In Bauer Nike Hockey USA, Inc. v. U.S., the Court of Appeals for the Federal Circuit (CAFC) ruled that certain imported hockey pants are classified as ice-hockey equipment under HTS 9506.99.25 rather than as sports clothing under HTS 6211.33.00, reversing an earlier Court of International Trade (CIT) decision which had classified the items under the latter heading.
The International Trade Administration (ITA) has issued a notice stating that on January 21, 2005, the Court of International Trade (CIT) affirmed the ITA's final results of redetermination on remand (remand results) with respect to tapered roller bearings and parts thereof, finished or unfinished from China.
According to a U.S. Association of Importers of Textiles and Apparel (USA-ITA) Textile Development Memo, on February 7, 2005, the government filed a motion with the Court of Appeals for the Federal Circuit (CAFC) seeking a 'stay' of the preliminary injunction (that prevents CITA from taking further action on threat-based China safeguard petitions), pending consideration of is appeal, which they also asked for from the CIT, and the CIT denied. (USA-ITA TDM, dated 02/10/05, www.usaita.com.)
Shippers NewsWire reports that the American Institute for Shippers' Associations (AISA) and the International Shippers Association have withdrawn their petitions requesting the U.S. Court of Appeals for the Federal Circuit (CAFC) to review the Federal Maritime Commission's (FMC's) decision that restricted the right of shippers' associations to enter into non-vessel operating common carrier (NVOCC) service arrangements. According to the article, the CAFC petitions were premature, as the FMC has not yet ruled on certain petitions the associations have filed with the FMC. (SNW dated 02/03/05, www.americanshipper.com.)
According to a U.S. Association of Importers of Textiles and Apparel (USA-ITA) Textile Development Memo, on January 31, 2005, the CIT denied the government's motion for a stay (halt) of the preliminary injunction (which is preventing CITA from taking further action on threat-based China safeguard petitions), pending consideration by the CAFC of the government's appeal of the injunction.
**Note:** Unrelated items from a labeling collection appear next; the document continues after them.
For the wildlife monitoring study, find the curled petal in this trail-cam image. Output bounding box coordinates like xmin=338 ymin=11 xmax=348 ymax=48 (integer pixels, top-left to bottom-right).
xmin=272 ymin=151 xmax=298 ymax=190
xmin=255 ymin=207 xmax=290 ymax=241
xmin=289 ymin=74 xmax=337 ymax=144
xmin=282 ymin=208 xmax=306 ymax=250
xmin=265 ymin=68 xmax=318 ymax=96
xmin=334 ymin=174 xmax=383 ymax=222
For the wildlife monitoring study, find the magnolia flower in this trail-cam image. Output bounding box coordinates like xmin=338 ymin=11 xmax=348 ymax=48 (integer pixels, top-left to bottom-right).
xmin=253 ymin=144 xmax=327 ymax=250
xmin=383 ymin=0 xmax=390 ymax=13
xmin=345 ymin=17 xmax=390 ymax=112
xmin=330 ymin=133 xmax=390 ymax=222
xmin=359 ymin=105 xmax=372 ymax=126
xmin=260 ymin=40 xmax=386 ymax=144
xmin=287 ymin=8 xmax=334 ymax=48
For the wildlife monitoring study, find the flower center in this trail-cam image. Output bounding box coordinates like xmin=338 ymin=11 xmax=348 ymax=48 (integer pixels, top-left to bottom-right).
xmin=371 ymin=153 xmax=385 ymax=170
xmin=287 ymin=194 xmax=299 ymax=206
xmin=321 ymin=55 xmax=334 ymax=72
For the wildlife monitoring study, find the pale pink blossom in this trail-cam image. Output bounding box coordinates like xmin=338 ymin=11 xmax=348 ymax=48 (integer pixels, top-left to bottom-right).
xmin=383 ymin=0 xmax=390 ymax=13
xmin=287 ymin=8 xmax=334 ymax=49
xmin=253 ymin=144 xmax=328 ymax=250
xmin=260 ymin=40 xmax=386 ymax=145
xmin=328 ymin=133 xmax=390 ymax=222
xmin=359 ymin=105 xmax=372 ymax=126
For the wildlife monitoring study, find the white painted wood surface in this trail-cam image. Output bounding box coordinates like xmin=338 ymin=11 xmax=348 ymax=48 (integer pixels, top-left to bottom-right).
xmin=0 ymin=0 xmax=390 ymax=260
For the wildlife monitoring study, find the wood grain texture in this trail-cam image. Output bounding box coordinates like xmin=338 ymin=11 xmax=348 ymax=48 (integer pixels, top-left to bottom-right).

USA-ITA states that the government is expected to file its appeal of the preliminary injunction at the CAFC this week. (USA-ITA TDM, dated 01/31/05, www.usa-ita.com )
According to a U.S. Association of Importers of Textiles and Apparel (USA-ITA) Textile Development Memo, on January 27, 2005, the government filed with the CIT a motion for a stay (halt) of its preliminary injunction (which is preventing CITA from taking further action on threat-based China safeguard petitions), pending consideration by the CAFC of the government's appeal of the injunction. (USA-ITA TDM, dated 01/28/05, www.usa-ita.com )
According to a U.S. Association of Importers of Textiles and Apparel (USA-ITA) Textile Development Memo, on January 25, 2005, the government sent to the Court of International Trade (CIT) a notice stating its intention to file an appeal with the Court of Appeals for the Federal Circuit (CAFC) challenging the CIT"s preliminary injunction enjoining the Committee for the Implementation of Textile Agreements (CITA) from taking further action on threat-based China safeguard petitions. (See ITT's Online Archives or 01/04/05 news, 05010405, for BP summary on the CIT injunction.)(USA-ITA TDM, dated 01/26/05, www.usaita.com.)
The International Trade Administration (ITA) has published a notice in the Federal Register stating that on October 1, 2004 the Court of International Trade (CIT) issued an order sustaining the ITA's final results of redetermination on remand with respect certain hot-rolled carbon steel flat products from Thailand.
On December 3, 2004, President Bush signed into law the conference version of H.R. 1047, the Miscellaneous Trade and Technical Corrections Act of 2004.
On August 25, 2004, the Court of Appeals for the Federal Circuit (CAFC) issued a ruling in Intercontinental Marble Corporation v. U.S. affirming an earlier Court of International Trade (CIT) decision that "all stones that polish" are classifiable as marble. Like the CIT, the CAFC rejected Customs' arguments that marble should be defined by its geological definition rather than its commercial meaning.